Anthony Nutt, head of UK equities at fund manager Jupiter, thinks these two massive companies have got this correct. ‘Glaxo and Unilever are right in withdrawing explicit short-term guidance,’ he says. ‘Both invest significant sums in products and innovations that have long lead times to market. Effective communication of longer-term strategy and financial goals are a better way of assessing management effectiveness.

‘Quarterly guidance is unnecessary and potentially dangerous as it can start dictating the way a business is run. It is possible that companies run with a medium/long-term perspective may prove more likely to create shareholder value. Increasingly, global competition should ensure well-run businesses remain efficient.’

Certainly this has been an argument that chimes more and more with companies’ actions during the financial crisis, when many pretty much abandoned guidance – albeit probably for reasons of poor visibility rather than deep conviction. But is the practice of the ‘nod and the wink’ picking up again?

The investment community view
IR magazine’s Investor Perception Study, Europe 2010 asked a sample of buy-siders and sell-siders the following question: with the worst of the market crisis behind us, are companies now being more transparent and providing more guidance and access to management? One sell-side respondent in Switzerland replied: ‘The worst over? Are you joking? We’re not even halfway through and no, transparency is not improving but then neither is the view of the market. It’s only possible to be transparent when you’re clear and there are precious few companies around that are.’

There were 200 responses to the question in total, with 54 percent saying there was no more information or access than before. But around 30 percent of respondents said communications had improved in the past year, while the remaining 15 percent said it was a mixed picture or variable from company to company and sector to sector.
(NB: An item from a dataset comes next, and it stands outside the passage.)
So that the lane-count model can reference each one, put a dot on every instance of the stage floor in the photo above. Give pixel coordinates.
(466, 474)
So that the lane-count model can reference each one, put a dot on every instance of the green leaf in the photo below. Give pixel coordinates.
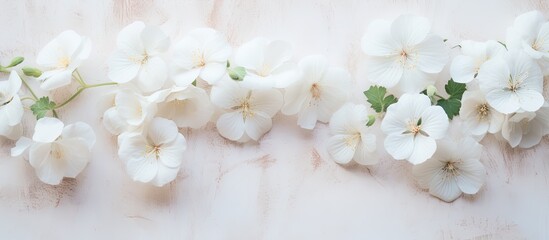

Typically, there are three types of guidance. First, there are formal targets in press releases, such as company X targeting EBIT of Y million this year. Second, there are strategic goals, such as this company aims to grow volumes in issuance by 6 percent to 14 percent per year on a like-for-like basis. Third, there is informal guidance or steering of forecasts from someone at the company, which is usually done by an IRO, but sometimes by the CFO or someone else.
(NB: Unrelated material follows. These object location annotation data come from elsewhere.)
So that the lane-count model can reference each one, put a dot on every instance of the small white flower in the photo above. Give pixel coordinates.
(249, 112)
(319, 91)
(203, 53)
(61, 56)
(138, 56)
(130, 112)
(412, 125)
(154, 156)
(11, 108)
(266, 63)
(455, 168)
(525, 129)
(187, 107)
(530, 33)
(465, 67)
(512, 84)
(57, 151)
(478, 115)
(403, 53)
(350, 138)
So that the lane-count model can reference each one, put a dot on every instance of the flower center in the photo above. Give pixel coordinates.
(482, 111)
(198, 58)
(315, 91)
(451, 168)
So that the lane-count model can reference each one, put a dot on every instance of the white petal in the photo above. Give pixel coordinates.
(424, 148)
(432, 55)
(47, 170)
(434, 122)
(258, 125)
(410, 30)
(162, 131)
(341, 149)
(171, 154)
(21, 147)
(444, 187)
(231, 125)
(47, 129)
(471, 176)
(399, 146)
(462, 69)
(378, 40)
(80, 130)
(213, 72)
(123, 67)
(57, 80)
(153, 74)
One sell-side analyst based in London said: ‘I think those companies that have generally done the first – such as Accor, Carnival, Edenred, Paddy Power, Royal Caribbean and Sodexo – have continued to do so throughout the downturn, although there have been some that have widened their targets to reflect the volatility. Those companies that stick to strategic goals (Compass, Edenred) have tended to continue to do the same. Companies with loose guidance from IR or management have been variable throughout, and they always will be. We would always question a company’s motive when trying to steer consensus in a certain direction or to a certain number, without going the full distance and having a formal target.’

The corporate view
More companies seem to be giving guidance than not, however. In June 2010, the global survey of IR practice carried out by XbInsight, IR magazine’s research arm, found 58 percent of companies saying they were still giving guidance. But the figures swing wildly from market to market, with the US as high as 70 percent, the UK at 32 percent, and Asia-Pacific coming in right in the middle at 51 percent. Of those that do give guidance, 68 percent of US companies do so quarterly and 83 percent of UK respondents do so twice a year. In Asia-Pacific 53 percent guide quarterly and 29 percent do so annually.
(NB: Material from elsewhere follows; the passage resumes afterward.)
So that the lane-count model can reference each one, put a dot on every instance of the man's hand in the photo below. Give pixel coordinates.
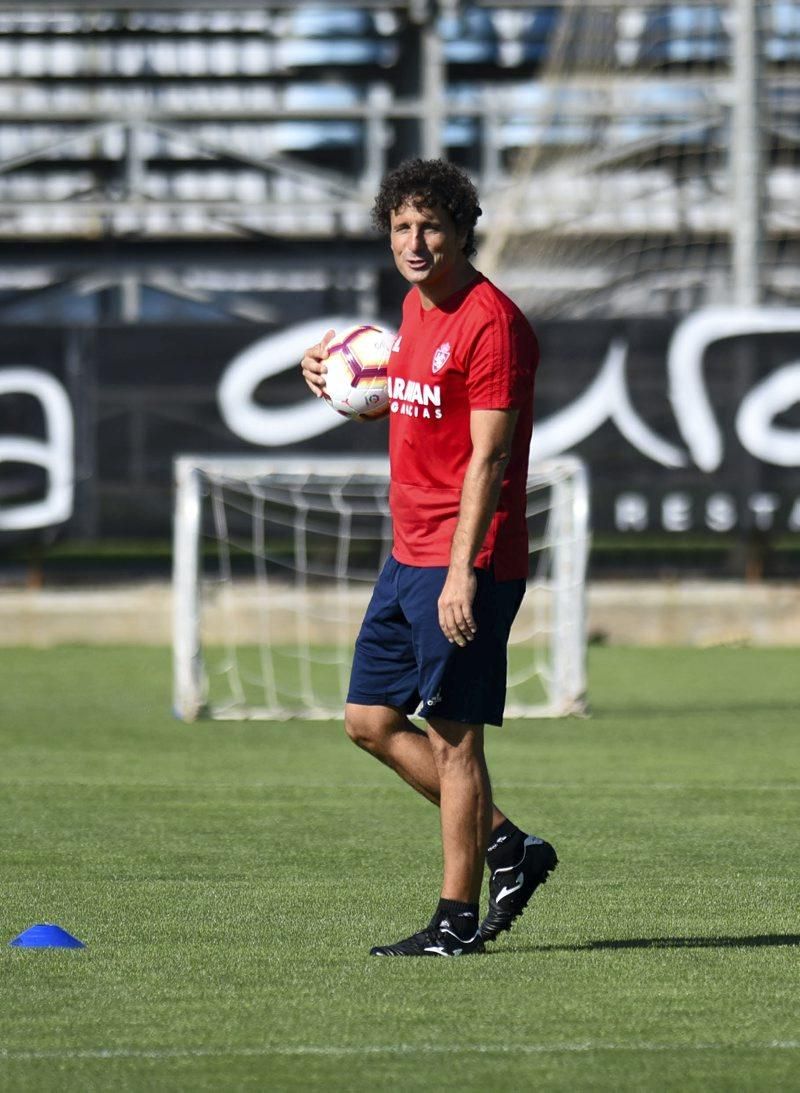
(455, 604)
(313, 365)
Frequency of earnings guidance chart

The trend for American IROs to issue more guidance is backed up by Pierre Lapointe, a global macro strategist at Montreal-based broker Brockhouse Cooper. ‘The number of pre-announcements has increased over the past few quarters as earnings visibility has improved,’ he says. ‘Over the past three months, US companies have issued 1,237 preannouncements. But the number of guidances is still low historically, which also means the number of profit warnings is now close to a 10-year low.

‘We further note that the ratio of negative to positive preannouncements is now at its lowest level on record. This bodes well for upcoming earnings releases as managers are less downbeat than usual. In the US, the consensus of analysts expects S&P 500 earnings to increase 14.7 percent over the next 12 months. If managers had any doubts that they would not be able to meet this lofty earnings growth estimate, they would have warned the market’.

Still, as we have seen all too recently, there remain surprises kicking around. But analysts don’t necessarily see a company under-performing market expectations as an indication of bad IR, any more than they see outperforming market consensus as good IR. Betfair, the online betting exchange recently floated in London, saw its shares slump by 16 percent after lackluster figures spooked investors who had bought into the company’s bullish growth story. A failure of IR?  It doesn’t really seem so. ‘I have no complaints about the investor relations,’ says one analyst, who is bearish on the shares. ‘The company has always been very open and helpful.’

Conversely, surprising the market on the upside does not represent a coup for the IR manager. ‘Gaming market expectations by IR managers is a widespread practice,’ says Nutt. ‘Talking forecasts down a few percent ahead of results only to beat revised expectations by a few percent is a pointless exercise, and increasingly raises fears that these kinds of companies are running to meet short-term financial goals and will underperform over the long term.’

If analysts were asked to give guidance to IROs about their consensus view on this topic, here’s what one sell-side analyst would say to them: ‘Good IR and corporate communication are invaluable, and we would always rather have that than have limited communication from the company and have to use our own resources. Having said that, however, it is clearly important to have differentiated views to discuss, and we formulate those through other channels, as the company is duty-bound to give the same information to everyone in the market.’

In practice, views probably depend on what an analyst has predicted beforehand, particularly if he or she has been made to look clever or foolish. And certainly there are analysts who claim to revel in poor IR, chiefly because it provides an opportunity to steal a march on peers. That’s not in the interest of any IROs, who should stick to the old goal of avoiding surprising the market at all costs; whether that is best done through guidance or not may depend more on the profile of the individual company than on anything else.